Even whilst the factory was being built the company's management were busy looking for business and so, as early as 10 June 1871, the first locomotive, the HUMBOLDT was handed over to its owners, the ÖNWB.
In 1881 the first rack locomotive was designed and built. Its customer was the industrial railway of a Hungarian steelworks. This engine was designed as a narrow gauge locomotive (790 mm rail gauge). Because they were the only licence holders for the Abt rack system in the Danube monarchy, orders for locomotives for the Erzbergbahn and the Bosnia-Hercegovina State Railways (760mm gauge) went to Floridsdorf.
After the military ('Railway Bureau of the General Staff' or Eisenbahnbureau des Generalstabs) had given the go ahead for the electrification of railway lines, the first electric locomotives were built in 1911 for normal rail services.
Like the overall economic situation, orders for locomotives ebbed and flowed. For example, after the crash of the Vienna stock market in 1873 only seven locomotives were sold. The numbers of employees rose and fell correspondingly. In lean years there were fewer than 1,000 workers, whilst in good years over 1,500 personnel were employed. During the Second World War the number of workers climbed to 8,000.
Because a large number of customers were lost after the end of the First World War, company policy had to change. General inspections of steam locomotives were carried out for the Austrian Federal Railways and, from 1922, steam rollers were produced, followed in 1926 by static boiler systems. The construction of industrial facilities was also taken on.
In 1924/1925 former Russian goods train locomotives were converted from broad gauge to standard gauge on behalf of the Polish State Railways and general inspections were carried out.
Of the four locomotive factories in Austria's history during the inter-war years - the others being the StEG in Vienna, Krauss & Co in Linz, Lokomotivfabrik Wiener Neustadt (formerly G. Sigl - only the Floridsdorf locomotive works survived.
During the Second World War the factory suffered from heavy bombing raids, but was able to continue production. It produced mainly steam locomotives of the DRB Class 52: over 1,172 units for the Deutsche Reichsbahn and 20 for the Rumanian CFR (where it was classified as the CFR 150), the highest production figures of all locomotive works involved in the manufacture of the Class 52! From spring 1944, production was switched to the DRB Class 42 and on 13 June 1944, number 42 2301 was handed over to the Reichsbahn. The last and 2,115th, engine built during the war, number 42 2580, left the factory on 9 March 1945.

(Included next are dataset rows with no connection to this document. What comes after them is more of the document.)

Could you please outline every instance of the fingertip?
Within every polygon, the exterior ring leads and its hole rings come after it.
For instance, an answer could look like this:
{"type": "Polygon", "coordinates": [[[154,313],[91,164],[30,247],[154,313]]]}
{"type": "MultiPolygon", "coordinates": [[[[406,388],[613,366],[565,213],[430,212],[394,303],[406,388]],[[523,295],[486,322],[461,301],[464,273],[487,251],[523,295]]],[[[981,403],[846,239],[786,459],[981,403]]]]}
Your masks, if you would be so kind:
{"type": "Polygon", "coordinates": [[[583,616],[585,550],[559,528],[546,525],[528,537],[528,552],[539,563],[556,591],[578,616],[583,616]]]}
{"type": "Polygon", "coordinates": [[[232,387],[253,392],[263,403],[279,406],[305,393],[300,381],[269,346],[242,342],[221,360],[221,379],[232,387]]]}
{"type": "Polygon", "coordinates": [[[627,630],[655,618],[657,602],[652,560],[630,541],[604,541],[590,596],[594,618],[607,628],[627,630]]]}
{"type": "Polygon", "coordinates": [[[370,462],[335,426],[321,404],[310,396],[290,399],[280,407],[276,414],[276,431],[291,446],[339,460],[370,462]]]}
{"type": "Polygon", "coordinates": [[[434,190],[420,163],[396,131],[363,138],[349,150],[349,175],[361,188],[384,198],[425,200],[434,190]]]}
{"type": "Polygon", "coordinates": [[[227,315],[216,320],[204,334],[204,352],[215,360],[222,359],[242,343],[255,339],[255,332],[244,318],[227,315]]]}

In mid-April 1945, after the end of the fighting in Vienna, a large part of the factory was dismantled and transported to the Soviet Union. In addition to machinery, raw materials were also spirited away, reportedly 800 wagon loads. In spite of that, at the end of October the first locomotive built after the war, a D 42, stood in front of the factory shed. In addition to the construction of new locomotives, the general inspection of ÖStB locomotives was the main task of the factory due to the destruction of the neighbouring main repair shop at Floridsdorf.
In 1946 the Soviet occupying forces placed the management of the Lokomotivfabrik Floridsdorf under the USIA - an organisation that managed 'Soviet property' in Austria. At the same time the factory was to be transferred to the ownership of the Austrian Republic under the nationalisation law passed on 26 July 1946. This law could not be fully enacted in the Soviet-occupied areas however until the conclusion of negotiations over the Austrian state treaty in 1955.
During its time as a USIA operation, only a few locomotives were built, but the firm manufactured of central heating boilers, cable winches and undercarriages for railway cranes . Not until 1953 was locomotive construction started up again. Initially 99 replacement boilers were delivered to India, then 140 locomotives (60 WG, 30 WP and 50 YG locomotives) were built up to 1958.
On the transfer of the Floridsdorf locomotive works to the Austrian government on 13 August 1955 the nationalisation law of 1945 finally came into effect.
The main products in the time to 1955 were diesel locomotives for home and abroad, including some for Czechoslovakia. Nevertheless the numbers reduced, which gave the appearance of lower productivity, whereas in fact bogies were being produced as sub-orders for Henschel and the Simmering-Graz-Pauker factory in Simmering. 158 bogies were ordered for railcars on the electric high-speed line from Cairo – Heluan in Egypt.
On 14 February 1958 the merger of the Floridsdorf Lokomotivfabrik with the Simmering-Graz-Pauker AG was completed, which spelt the end of Floridsdorf's existence as an independent company.
There was a large order of 50 diesel locomotives for the Bulgarian State Railways, but overall the books were empty. The production of tank wagons was simply an emergency measure.
On 19 September 1969 the last of 6,043 Floridsdorf locomotives was handed over to the ÖBB, a 1042.540 electric locomotive.
Shortly before the closure of all the facilities in the 1980s, there were discussions about establishing an Austrian transport museum on the site of the locomotive works in the buildings, which were largely still in good condition. However they came to nought and today the factory is no longer there. In its place, in addition to various small firms, are a DIY store and furniture shops, part of Shopping City Nord. One last relict is an obelisk that commemorates the victims of the Nazi regime who were employees at the factory.